A indústria de carnes e derivados tem buscado exaustivamente produtos de qualidade. Por outro lado, consumidores cada vez mais exigentes têm preferido produtos cárneos mais saudáveis e com características sensoriais semelhantes às formulações tradicionais. Com isso, o desenvolvimento de novos sistemas de ingredientes tem surgido para a criação de produtos que forneçam benefícios à saúde e de alta qualidade (Doménech-Asensi et al., 2013; Pearson & Gillett, 1996; Weiss, Gibis, Schuh, & Salminen, 2010).
Nesse contexto, um dos principais desafios da indústria é retardar a oxidação lipídica, que reduz significativamente a vida útil de produtos cárneos. Nesse processo, os ácidos graxos insaturados sofrem uma série de reações envolvendo a formação simultânea de radicais livres. Sensorialmente, a formação desses produtos de degradação é responsável pelo desenvolvimento da rancidez (off flavor), sendo alguns potencialmente mutagênicos e carcinogênicos. Os produtos pré-cozidos armazenados sob refrigeração, por exemplo, podem desenvolver o sabor de requentado, fenômeno conhecido como “warmed-over-flavor” (Jiang & Xiong, 2016; Shah, Bosco, & Mir, 2014).

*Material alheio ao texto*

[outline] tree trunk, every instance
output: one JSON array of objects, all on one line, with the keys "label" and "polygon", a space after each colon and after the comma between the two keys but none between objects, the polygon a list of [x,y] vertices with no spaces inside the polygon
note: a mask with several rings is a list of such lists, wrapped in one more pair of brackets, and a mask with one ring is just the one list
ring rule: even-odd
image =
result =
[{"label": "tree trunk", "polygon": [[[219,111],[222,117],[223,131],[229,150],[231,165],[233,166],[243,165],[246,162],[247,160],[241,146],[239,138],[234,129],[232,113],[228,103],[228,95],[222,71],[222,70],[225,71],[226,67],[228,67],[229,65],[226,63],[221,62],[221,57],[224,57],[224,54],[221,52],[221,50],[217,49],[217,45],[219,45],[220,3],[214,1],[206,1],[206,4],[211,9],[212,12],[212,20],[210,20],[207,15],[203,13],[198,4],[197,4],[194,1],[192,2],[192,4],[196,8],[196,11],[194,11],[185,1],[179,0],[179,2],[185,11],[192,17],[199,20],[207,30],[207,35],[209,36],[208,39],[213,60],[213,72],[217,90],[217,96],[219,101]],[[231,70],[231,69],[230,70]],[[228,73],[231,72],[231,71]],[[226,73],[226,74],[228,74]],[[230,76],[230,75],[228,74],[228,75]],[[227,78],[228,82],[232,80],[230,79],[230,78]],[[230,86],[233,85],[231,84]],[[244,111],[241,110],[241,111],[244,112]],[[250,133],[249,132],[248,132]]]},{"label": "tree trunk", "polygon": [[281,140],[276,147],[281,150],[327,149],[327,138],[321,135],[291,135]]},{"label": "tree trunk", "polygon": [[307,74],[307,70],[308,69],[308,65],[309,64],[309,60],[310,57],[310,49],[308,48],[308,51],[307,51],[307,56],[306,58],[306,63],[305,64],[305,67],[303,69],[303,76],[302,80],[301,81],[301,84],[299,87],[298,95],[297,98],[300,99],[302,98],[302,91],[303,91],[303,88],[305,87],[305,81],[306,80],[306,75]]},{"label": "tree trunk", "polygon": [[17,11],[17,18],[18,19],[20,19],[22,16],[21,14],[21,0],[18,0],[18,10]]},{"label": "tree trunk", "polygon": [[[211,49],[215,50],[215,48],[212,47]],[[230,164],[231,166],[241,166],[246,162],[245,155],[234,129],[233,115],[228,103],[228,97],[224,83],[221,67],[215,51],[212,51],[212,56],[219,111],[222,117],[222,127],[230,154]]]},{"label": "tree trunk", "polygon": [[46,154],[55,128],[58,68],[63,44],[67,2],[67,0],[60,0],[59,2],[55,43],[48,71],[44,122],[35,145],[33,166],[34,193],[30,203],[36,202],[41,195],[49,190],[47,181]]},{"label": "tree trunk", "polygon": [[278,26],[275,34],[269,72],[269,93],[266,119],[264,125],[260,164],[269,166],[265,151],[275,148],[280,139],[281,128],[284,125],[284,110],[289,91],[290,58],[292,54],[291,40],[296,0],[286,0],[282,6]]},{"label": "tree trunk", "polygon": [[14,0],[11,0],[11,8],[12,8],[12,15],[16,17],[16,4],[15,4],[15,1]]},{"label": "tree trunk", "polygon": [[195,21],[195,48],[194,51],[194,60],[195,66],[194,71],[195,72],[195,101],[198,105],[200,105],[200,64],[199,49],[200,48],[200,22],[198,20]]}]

A solução tem sido buscada com amplas pesquisas dirigidas na identificação de novos compostos com ação antioxidante, extraídos de diferentes partes da planta como raízes, caules, frutos, sementes e cascas. A maioria destes extratos vegetais é rico em compostos fenólicos e proporcionam uma alternativa aos antioxidantes sintéticos. Eles ajudam a inibir a oxidação lipídica e a degradação de pigmentos da carne, retardando o aparecimento de sabores indesejados (Shah et al., 2014). Em contrapartida, estudos têm demonstrado a possibilidade de antioxidantes sintéticos apresentarem efeitos tóxicos, entre outros efeitos fisiológicos. Por esta razão, a busca da indústria por extratos naturais com elevado potencial antioxidante, baixo impacto no sabor e aroma e viabilidade econômica são contínuos.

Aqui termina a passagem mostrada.